Aligning User Flows to Natural Customer Journeys

Natural customer journeys meander; how can sites better accomodate this?

For designing optimal commerce experiences, fluid exploratory and purchasing paths better engage customers throughout their journey, saliently aligning with behavior and motivations. Easier said then done, this necessitates constructing exploratory experiences that allow for focused purchasing, and likewise, constructing purchasing experiences that allow for focused exploration. But it is not just enough to have two paths: each must be permeable, allowing for users to pivot between one and another, and back again.

Recent usability studies exposed linear pathing for inhibiting users’ natural pathing. At the same time, users' non-linear pathing tendencies vacillated between exploratory research paths and purchasing paths. But without obvious "bridges" between these paths, users encountered dead-ends.

For each sites, both electronic retailers, design teams each architected one purchasing flow.

  • For site one, that sold TVs, product research defined the first step, and purchasing the second.
  • For site two that sold phones and plans, finding a phone was the first step, followed by purchasing a plan.

However, in both studies usability testing revealed participants naturally meandered from the first to the second step, and from the second to the first step.

For Vizio, the intent of these flows was to guide users from a research experience to a shopping experience, much like Apple’s site. However, in the lab, some participants engaged at step two (shopping TVs), others at step one (researching TVs). In the research flow, participants struggled to find the TVs to purchase, and in the store flow, participants looked to find more information and the ability to compare across product lines. Both steps did not allow for these natural transitions between research and shopping.

The second site based their flow on solid market research, focusing on a phone purchase first, and then selecting a plan second. The plan portion of the site was architected as an exploratory experience, that directed participants to begin with a phone purchase. Despite this, some participants wanted to complete step two first (purchase a plan), and then step one (purchase a phone), while others moved through the intended flow. Those who engaged step two were soon frustrated, as there was no way to select a plan first. The analytics team corroborated this pathing, showing next page flow from phone to plan page, and from plan to phone page.

Flexible Pathing Encourages Natural Engagement

For both sites, participants engaged from different points in their customer journey, necessitating different entry points within the linear flows. These different entry points accomodate back and forth exploration in a single site visit, and across multiple site visits. Because each of these linear flows were not architected for pivoting between critical junctures, participants were hindered in completing tasks most relevant to them.

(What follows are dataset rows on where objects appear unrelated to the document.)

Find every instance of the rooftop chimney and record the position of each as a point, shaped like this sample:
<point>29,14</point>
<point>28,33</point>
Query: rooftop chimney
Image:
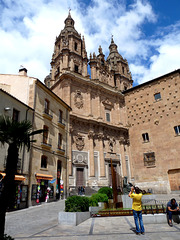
<point>23,71</point>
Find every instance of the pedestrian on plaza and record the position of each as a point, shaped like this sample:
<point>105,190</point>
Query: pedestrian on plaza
<point>136,195</point>
<point>172,209</point>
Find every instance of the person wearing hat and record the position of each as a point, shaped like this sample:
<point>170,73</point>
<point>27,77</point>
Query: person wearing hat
<point>136,195</point>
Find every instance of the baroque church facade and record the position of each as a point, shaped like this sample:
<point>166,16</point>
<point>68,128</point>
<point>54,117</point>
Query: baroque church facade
<point>98,125</point>
<point>112,121</point>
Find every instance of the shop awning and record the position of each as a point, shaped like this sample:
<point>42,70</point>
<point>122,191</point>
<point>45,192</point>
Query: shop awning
<point>44,176</point>
<point>17,177</point>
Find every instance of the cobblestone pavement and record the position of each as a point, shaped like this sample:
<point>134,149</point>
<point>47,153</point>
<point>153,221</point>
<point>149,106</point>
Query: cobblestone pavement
<point>41,223</point>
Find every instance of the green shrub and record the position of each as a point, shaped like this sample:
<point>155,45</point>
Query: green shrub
<point>106,190</point>
<point>77,204</point>
<point>97,197</point>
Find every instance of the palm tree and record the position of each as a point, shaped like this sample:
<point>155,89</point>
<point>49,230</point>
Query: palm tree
<point>15,134</point>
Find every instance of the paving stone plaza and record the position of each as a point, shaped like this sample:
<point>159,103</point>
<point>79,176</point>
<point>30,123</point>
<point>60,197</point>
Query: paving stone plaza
<point>41,223</point>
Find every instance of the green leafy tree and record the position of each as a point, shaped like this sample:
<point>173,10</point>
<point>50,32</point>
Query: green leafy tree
<point>16,135</point>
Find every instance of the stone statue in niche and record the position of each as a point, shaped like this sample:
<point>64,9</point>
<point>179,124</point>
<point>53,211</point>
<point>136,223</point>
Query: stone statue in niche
<point>79,140</point>
<point>78,99</point>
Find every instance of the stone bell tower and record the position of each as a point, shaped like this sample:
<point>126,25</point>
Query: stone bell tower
<point>69,53</point>
<point>120,68</point>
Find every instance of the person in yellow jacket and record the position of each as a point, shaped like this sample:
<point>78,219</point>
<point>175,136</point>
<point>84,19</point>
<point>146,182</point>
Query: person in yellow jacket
<point>136,195</point>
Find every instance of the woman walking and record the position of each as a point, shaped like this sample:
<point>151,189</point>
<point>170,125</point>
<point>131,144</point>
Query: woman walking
<point>136,195</point>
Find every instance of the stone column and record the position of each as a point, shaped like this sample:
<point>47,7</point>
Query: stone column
<point>91,153</point>
<point>122,142</point>
<point>67,92</point>
<point>70,151</point>
<point>101,155</point>
<point>99,105</point>
<point>89,101</point>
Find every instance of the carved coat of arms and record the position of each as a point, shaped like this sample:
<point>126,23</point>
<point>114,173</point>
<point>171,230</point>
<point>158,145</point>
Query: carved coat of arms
<point>78,99</point>
<point>79,140</point>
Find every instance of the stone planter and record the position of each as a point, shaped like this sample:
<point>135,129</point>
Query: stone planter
<point>72,218</point>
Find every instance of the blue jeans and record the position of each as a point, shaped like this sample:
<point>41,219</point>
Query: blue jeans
<point>138,215</point>
<point>170,213</point>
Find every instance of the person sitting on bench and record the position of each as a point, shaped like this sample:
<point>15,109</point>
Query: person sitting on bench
<point>172,209</point>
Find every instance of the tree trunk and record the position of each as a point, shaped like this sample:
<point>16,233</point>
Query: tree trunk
<point>8,191</point>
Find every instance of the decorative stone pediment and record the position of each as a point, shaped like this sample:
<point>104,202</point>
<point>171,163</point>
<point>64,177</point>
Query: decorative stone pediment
<point>80,158</point>
<point>108,104</point>
<point>78,99</point>
<point>79,140</point>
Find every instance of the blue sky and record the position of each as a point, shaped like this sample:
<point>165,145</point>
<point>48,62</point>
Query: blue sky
<point>147,33</point>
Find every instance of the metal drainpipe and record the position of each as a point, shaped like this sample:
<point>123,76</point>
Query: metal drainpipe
<point>22,169</point>
<point>30,156</point>
<point>66,156</point>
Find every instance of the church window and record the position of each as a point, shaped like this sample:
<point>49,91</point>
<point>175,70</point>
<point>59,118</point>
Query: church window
<point>59,141</point>
<point>60,116</point>
<point>45,134</point>
<point>15,115</point>
<point>46,106</point>
<point>149,159</point>
<point>177,130</point>
<point>123,70</point>
<point>75,46</point>
<point>76,68</point>
<point>43,161</point>
<point>145,137</point>
<point>108,116</point>
<point>157,96</point>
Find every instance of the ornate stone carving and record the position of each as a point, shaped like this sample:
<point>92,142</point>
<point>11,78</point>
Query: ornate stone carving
<point>80,158</point>
<point>78,99</point>
<point>100,136</point>
<point>107,103</point>
<point>79,140</point>
<point>111,144</point>
<point>122,140</point>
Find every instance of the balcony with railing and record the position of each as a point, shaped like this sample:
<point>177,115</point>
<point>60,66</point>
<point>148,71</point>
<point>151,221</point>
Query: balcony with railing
<point>48,114</point>
<point>47,144</point>
<point>61,149</point>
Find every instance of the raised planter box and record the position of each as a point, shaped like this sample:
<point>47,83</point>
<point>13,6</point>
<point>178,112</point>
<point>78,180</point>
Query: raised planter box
<point>72,218</point>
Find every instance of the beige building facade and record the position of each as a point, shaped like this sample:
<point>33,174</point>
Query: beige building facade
<point>137,128</point>
<point>49,156</point>
<point>153,113</point>
<point>98,126</point>
<point>18,111</point>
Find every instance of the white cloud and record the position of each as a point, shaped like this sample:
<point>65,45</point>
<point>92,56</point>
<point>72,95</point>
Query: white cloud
<point>166,58</point>
<point>28,30</point>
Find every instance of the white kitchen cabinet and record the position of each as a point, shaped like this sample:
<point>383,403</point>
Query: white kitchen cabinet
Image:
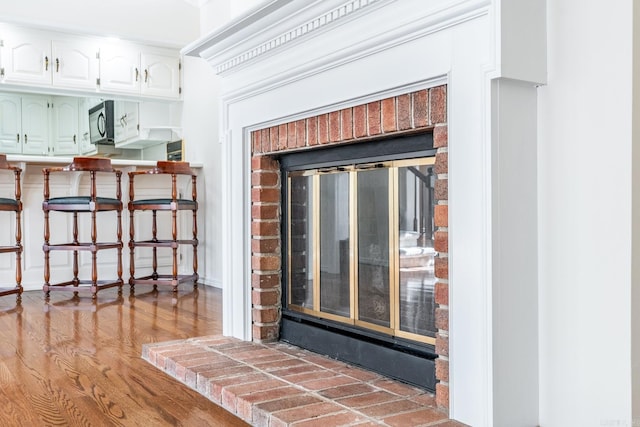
<point>161,75</point>
<point>130,70</point>
<point>75,63</point>
<point>84,138</point>
<point>64,129</point>
<point>10,124</point>
<point>35,125</point>
<point>26,58</point>
<point>125,115</point>
<point>32,57</point>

These findings underscore the importance of designing for transitions between flows that better adapt to the fluid nature of the customer journey. They also highlight the necessity of testing user flows with current and potential customers to identify gaps and opportunities earlier in the design process.

Changes Rewarded

After testing, the TV retailer implemented recommendations for better crossing between flows, updated the Cart to Checkout flow. These changes contributed to a YOY 29.3% conversion rate for Vizio. We wait with mobile retailer to discover the impact.